When I ask a speaker manufactuer to do a burn in for me, I usually specify 100 hours, varying load. Is this so the speaker will sound better?
Heck no. It's so anything bad that's going to happen to the speaker is going to happen on his floor, not mine. 100 hours continuous play will shake out driver problems, marginal crossover components, and give the enclosure a good shake down. By the time it's over, anything that wants to rip, shift, cook or crack, will have.
By the same token, crossovers don't break in. Coils get to their proper field in under a second when charged; caps in crossovers get to where they need to be even faster. Resistors shouldn't get warm in crossover designs, so thermal considerations aren't supposed to apply at all. "Break in" happens in under a second, and it happens each time you start playing a signal through the crossover. The only changes that happen to a crossover over time are *bad* ones - caps sometimes degrade over time.
And speaker wire and interconnects do not break in, period. If they did, you could do an A/B test on a new cable and a year old one from the same manufacturer and be able to tell them apart. And you can't.
Anyway, there's a very simple way to dispel the "consumer break-in" myth. Let's assume that just running a speaker, cable or amp at some load for some length of time would make it better.
Has anyone noticed that manufacturers of audiophile gear are a little... competitive? These folk are doing constant (and sometimes expensive) R&D to get microscopic improvements in accuracy. (Well, the honest ones are: the rest are in constant R&D to make irrelevant changes that the Marketing folk can write pages of pseudoscience babble about. Though surely I wouldn't be referring to using batteries to charge the /dielectric/ of a speaker cable or anything.)

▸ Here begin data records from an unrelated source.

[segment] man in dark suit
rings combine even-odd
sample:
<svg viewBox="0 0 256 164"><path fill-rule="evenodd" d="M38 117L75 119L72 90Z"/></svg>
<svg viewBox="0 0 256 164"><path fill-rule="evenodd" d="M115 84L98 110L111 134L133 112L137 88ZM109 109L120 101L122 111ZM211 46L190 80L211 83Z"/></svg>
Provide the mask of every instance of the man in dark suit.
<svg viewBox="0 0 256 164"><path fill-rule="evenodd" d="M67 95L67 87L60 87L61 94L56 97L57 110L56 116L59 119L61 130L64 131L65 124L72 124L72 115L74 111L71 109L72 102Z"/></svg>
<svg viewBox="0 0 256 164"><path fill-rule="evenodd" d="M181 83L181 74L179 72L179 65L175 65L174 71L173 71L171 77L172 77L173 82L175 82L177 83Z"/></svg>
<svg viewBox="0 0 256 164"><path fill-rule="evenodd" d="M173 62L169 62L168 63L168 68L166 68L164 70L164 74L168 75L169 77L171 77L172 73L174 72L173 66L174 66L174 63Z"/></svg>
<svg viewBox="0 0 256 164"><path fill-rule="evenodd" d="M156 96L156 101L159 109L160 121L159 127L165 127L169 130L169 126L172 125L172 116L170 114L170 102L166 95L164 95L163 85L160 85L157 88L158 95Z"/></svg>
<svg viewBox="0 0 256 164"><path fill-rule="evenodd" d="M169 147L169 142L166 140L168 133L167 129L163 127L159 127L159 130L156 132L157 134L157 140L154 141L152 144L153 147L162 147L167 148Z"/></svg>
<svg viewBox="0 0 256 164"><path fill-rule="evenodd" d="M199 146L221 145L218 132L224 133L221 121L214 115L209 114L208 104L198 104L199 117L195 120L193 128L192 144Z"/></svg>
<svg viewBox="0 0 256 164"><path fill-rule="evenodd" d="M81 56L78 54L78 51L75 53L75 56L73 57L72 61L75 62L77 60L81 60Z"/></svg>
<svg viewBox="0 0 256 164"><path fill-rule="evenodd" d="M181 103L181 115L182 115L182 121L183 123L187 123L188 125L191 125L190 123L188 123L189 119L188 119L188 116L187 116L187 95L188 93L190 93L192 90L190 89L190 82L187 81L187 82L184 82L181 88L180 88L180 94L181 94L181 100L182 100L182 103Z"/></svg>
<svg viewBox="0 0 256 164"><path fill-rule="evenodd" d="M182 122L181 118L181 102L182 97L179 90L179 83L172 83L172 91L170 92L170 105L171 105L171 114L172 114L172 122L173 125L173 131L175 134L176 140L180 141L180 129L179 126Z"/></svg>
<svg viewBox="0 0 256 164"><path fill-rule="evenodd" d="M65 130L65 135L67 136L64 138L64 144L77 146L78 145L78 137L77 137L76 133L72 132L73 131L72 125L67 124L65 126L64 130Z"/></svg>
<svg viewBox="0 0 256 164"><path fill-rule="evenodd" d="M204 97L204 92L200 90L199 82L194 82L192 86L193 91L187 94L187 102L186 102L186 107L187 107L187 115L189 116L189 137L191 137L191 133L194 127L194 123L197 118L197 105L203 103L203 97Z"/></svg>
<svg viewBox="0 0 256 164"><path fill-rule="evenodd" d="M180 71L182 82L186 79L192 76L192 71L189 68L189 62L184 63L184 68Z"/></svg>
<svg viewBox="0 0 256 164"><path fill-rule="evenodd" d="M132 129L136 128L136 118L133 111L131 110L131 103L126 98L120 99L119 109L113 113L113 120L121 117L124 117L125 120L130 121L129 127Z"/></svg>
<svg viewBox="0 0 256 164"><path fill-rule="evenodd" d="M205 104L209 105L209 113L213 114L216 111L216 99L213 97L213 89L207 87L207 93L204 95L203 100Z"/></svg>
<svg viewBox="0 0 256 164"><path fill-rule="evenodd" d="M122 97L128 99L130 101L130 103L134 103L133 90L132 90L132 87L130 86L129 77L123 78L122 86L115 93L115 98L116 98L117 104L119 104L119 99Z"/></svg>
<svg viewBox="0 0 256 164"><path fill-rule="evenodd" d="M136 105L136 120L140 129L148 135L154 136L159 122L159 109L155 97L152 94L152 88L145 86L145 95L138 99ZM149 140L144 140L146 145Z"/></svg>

So you're going to tell me that these folk, desperate for any competitive edge, spending wads of cash in R&D to gain just a handful of audiophile sales,
are not going to spend ten cents of electricity on a trivial break-in procedure that makes the product sound better? Get real!
The reality is, the honest ones ship their product having done anything and everything they know how to do, to make it as perfect as it can be, before you get it. If burn in helps, they've done it for you. If turning it upside down and waving a dead chicken over it helped, they'd do that too. Twice, to make sure, just in case their competitors only did it once.
So where's the break in myth coming from? Two places, I believe:
Consumers. Human ears adapt to what they hear. Anyone who wears glasses knows how this works with the eye: you get a new pair of glasses, it's different than your last pair, and your brain starts screaming about the differences. But a week later your vision is undistorted and clear and "broken in". The glasses didn't change, but some brain wiring sure did.
Ears do the same thing. Break in happens, but it happens between your ears.
Manufacturers. If they can get you to hang on to the speakers during "break-in", your brain wiring will adjust and you'll come to like the speakers: that is, your brain will stop screaming about how they sound "wrong" compared to your last set. And since it's *really* hard to sell the idea that "you should just keep listening - they will grow on you, honestly they will"... the break-in story gets the nod instead.
One caveat: I do believe that huge subwoofers with really big, thick surrounds take longer than 10 seconds to achieve final break in. I bet it's more like minutes.